A farm company in Northern Ireland (NI) has been fined a record £187,500, plus £13,000 costs for health and safety failings that led to the death of 45-year-old employee Robert Wilson.

The company is the first in Northern Ireland to be convicted under new Corporate Manslaughter legislation. Under this legislation, companies and organisations can be found guilty as a result of serious management failures resulting in a gross breach of a duty of care.

Mr Wilson, who was working at the meal-mixing plant on the farm, was killed after being struck by a metal bin which fell off a forklift. The forklift was being driven by one of the company directors. The investigation revealed that the bin had not been attached or integrated with the forklift. It was also revealed that it was not possible to insert the lifting forks into the sleeves of the bin as the forks were too large and incorrectly spaced.

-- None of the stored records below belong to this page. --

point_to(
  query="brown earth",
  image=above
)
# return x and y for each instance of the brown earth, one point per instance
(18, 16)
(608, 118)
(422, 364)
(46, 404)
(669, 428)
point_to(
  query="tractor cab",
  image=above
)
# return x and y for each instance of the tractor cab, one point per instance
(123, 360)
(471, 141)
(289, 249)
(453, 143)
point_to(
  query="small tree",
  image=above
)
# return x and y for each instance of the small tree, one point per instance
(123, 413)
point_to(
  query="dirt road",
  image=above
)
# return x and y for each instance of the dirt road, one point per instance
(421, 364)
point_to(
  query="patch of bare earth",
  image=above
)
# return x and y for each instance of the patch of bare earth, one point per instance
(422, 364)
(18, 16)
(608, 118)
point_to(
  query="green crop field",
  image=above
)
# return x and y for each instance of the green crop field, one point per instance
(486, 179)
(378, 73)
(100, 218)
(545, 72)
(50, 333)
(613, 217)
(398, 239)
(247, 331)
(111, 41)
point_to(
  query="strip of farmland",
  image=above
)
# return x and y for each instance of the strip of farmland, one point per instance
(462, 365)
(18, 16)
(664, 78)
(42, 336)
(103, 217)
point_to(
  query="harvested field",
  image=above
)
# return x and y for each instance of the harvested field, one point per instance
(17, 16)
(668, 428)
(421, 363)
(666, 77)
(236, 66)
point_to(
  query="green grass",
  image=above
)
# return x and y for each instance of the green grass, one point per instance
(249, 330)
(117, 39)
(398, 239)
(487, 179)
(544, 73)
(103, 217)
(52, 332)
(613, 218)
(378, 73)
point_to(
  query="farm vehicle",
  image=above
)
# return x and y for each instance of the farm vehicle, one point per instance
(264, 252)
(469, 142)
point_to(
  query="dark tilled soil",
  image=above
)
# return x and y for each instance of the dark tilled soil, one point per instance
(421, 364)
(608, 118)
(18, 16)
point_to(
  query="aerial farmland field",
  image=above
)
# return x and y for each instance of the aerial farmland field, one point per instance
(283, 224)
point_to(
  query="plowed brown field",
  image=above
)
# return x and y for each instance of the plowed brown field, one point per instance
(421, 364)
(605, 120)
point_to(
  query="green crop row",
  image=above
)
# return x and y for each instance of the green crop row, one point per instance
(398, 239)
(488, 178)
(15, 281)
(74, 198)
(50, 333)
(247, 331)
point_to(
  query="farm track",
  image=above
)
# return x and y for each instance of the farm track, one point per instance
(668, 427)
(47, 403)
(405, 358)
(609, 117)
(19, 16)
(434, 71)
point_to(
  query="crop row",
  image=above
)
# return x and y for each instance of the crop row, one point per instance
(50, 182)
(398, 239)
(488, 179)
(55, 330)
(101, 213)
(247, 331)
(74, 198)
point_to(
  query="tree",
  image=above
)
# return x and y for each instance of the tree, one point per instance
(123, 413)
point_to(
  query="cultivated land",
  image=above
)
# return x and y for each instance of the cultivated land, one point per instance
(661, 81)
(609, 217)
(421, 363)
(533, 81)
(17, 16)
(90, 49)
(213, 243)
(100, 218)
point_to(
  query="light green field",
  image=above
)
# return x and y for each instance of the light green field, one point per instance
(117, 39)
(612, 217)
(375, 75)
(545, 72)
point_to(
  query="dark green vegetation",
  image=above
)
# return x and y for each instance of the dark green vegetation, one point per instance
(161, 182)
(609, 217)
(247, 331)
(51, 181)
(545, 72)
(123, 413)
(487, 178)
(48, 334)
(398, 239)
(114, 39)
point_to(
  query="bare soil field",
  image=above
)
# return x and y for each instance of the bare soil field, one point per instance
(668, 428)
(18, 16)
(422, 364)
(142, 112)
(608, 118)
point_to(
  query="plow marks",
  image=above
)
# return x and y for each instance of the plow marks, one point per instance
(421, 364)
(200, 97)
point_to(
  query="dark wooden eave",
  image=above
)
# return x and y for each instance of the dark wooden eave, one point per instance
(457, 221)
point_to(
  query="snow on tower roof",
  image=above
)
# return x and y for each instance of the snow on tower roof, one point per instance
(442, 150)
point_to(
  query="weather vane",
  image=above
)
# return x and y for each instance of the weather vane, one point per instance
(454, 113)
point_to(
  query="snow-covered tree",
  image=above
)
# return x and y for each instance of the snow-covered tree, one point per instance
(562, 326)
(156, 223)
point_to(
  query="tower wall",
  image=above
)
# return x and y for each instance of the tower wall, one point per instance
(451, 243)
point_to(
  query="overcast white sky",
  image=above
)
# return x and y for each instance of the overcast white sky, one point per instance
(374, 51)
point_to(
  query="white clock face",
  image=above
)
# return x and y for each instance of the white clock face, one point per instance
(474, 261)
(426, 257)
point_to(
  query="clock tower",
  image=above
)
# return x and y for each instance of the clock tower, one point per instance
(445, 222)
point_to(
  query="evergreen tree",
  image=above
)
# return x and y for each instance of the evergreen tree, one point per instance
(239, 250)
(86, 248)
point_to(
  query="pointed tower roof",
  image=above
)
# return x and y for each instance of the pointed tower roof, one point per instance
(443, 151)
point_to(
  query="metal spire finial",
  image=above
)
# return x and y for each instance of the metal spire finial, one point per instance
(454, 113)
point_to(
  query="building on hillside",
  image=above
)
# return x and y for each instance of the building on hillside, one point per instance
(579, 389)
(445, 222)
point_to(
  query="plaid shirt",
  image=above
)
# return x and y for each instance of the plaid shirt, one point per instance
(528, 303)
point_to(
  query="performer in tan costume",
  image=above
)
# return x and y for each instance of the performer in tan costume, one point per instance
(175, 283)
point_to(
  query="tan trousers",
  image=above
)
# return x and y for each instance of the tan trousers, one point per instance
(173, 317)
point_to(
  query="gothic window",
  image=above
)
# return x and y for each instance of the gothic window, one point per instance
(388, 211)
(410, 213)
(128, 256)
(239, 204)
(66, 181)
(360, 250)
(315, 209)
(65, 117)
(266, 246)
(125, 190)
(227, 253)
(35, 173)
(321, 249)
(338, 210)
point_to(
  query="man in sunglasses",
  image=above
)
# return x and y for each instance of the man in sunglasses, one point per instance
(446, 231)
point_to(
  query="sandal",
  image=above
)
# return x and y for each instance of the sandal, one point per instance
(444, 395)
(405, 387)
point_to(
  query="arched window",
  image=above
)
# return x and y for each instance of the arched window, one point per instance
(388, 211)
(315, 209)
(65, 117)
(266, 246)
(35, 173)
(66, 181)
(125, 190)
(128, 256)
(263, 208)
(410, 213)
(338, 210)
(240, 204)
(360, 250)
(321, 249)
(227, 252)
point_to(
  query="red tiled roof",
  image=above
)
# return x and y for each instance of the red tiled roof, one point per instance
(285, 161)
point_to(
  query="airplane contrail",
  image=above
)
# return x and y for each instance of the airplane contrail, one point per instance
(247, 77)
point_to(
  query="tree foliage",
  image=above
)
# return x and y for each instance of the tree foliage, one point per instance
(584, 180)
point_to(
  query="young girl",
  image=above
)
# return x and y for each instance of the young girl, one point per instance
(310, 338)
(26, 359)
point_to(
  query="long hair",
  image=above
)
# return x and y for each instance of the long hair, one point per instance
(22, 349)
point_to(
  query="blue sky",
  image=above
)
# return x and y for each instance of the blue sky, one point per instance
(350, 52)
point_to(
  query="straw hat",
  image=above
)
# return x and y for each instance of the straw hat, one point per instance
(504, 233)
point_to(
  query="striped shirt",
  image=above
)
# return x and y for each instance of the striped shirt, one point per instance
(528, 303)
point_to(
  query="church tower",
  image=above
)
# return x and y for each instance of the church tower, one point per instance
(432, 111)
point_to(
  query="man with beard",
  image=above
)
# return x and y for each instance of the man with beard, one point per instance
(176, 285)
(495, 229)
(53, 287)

Following the hearing, Louis Burns, HSENI Acting Deputy Chief Executive, said: "This case highlights the importance of managing health and safety in the workplace and demonstrates the terrible consequences of not doing so. The judgment sends a clear message to the Directors in Northern Ireland, whether of a small or large organisation, that they should take health and safety seriously.”

“This new Corporate Manslaughter legislation clarifies the criminal liabilities of companies where serious failures in the management of health and safety result in a fatality. I would therefore urge anyone with a managerial or a supervisory role to ensure that proper management and control systems are in place to prevent another needless death from occurring."